Un homme accroupi, en équilibre précaire en haut d’un poteau, nous regarde. Cette pièce est évidée à sa base sur un diamètre de 13 cm. Vue de profil, la tête du personnage, projetée à l’avant des épaules, n’a presque pas de menton, voire de mâchoire inférieure. Ces traits nous laissent penser que le sculpteur (ou peut-être les sculpteurs ?) a travaillé de façon à représenter son personnage sous une perspective très particulière : vu du bas vers le très haut.

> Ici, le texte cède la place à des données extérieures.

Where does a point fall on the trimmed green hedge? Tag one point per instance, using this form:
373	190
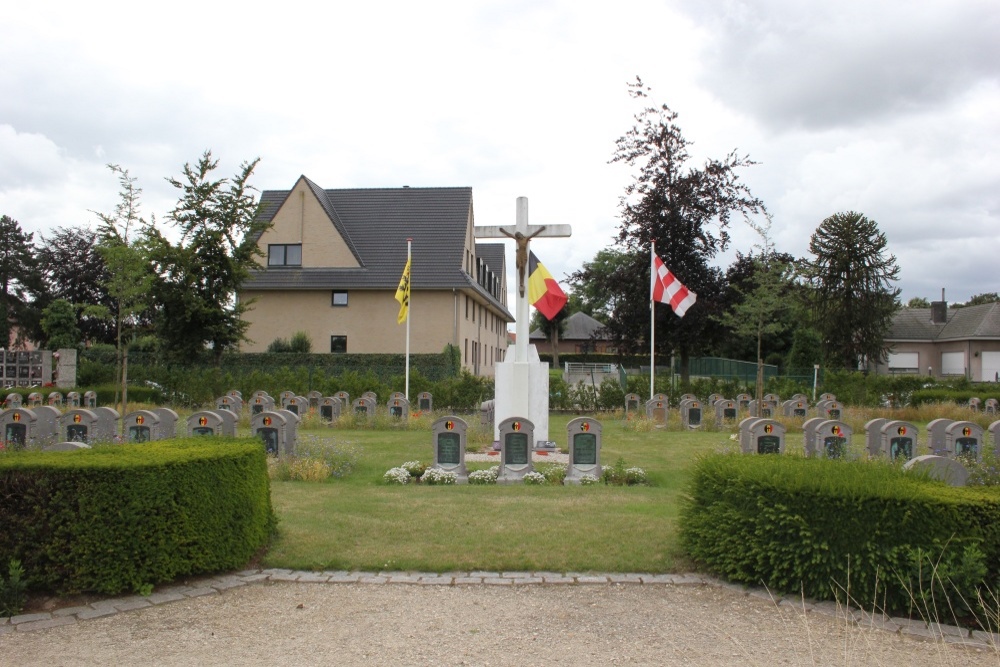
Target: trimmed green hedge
123	517
822	527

De fait, ce type de pièce faîtière est assez rare en Mélanésie, et, malgré le hasard qui a permis de photographier plusieurs exemplaires lors du passage de l’expédition de La Korrigane dans cette région de la rivière Yuat [1], nous n’avons pas de renseignements exacts sur l’origine et la fonction de cette sculpture. Le caractère exceptionnel du faîtage de maison cérémonielle de la collection Barbier-Mueller est pleinement dévoilé par le dos de la sculpture. Celui-ci donne l’impression que le sculpteur a parfaitement maîtrisé la dynamique des formes entre le dos, les jambes fléchies et la tête. Les traces laissées par l’herminette sont bien visibles et l’on peut dater cette oeuvre des premières décennies du XXe siècle.

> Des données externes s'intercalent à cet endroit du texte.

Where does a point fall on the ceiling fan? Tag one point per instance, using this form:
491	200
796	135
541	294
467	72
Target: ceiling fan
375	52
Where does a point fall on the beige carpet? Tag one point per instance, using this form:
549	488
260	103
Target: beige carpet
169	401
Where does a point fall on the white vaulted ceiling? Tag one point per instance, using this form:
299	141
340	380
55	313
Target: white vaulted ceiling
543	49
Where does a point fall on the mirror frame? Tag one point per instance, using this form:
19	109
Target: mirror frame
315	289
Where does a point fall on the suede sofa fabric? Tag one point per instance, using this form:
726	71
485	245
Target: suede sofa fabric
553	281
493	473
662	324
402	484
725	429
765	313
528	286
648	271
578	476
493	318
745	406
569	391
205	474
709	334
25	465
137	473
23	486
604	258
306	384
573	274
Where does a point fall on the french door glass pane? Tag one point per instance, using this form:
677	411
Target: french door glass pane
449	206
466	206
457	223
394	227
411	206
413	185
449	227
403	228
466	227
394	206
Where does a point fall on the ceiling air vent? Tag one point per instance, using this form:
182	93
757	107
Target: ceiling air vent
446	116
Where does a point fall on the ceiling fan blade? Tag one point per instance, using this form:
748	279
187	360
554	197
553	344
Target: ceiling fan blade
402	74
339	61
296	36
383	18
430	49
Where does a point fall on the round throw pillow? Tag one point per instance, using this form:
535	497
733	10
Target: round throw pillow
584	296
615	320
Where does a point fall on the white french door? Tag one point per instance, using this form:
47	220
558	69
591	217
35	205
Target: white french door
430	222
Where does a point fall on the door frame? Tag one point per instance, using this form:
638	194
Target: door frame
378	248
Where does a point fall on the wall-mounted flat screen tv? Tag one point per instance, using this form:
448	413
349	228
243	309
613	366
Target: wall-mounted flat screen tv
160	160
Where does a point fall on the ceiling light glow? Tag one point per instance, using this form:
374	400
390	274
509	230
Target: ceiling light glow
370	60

Selon le mythe recueilli dans le village de Kinakaten, la position accroupie de l’homme se réfère implicitement à la scène où le héros du temps ancestral, Bilishoi, redevenu malveillant après avoir quitté ses soeurs et son village d’origine, tue des hommes construisant une maison cérémonielle. Contraint de se défendre contre les hommes qui l’attaquent avec leurs arcs et leurs flèches, il se réfugie au faîte de la maison. Avec ses coudes, il dévie les lances, mais est finalement atteint par l’une d’elles, projetée à l’aide d’un propulseur par un homme du Sepik avoisinant. Son corps sera bouilli puis mangé par ceux qu’il vient d’agresser [2]. Cette effigie ranimait la mémoire sur l’origine de la mort due à la guerre et sur le destin d’un homme trop puissant pour respecter les règles sociales.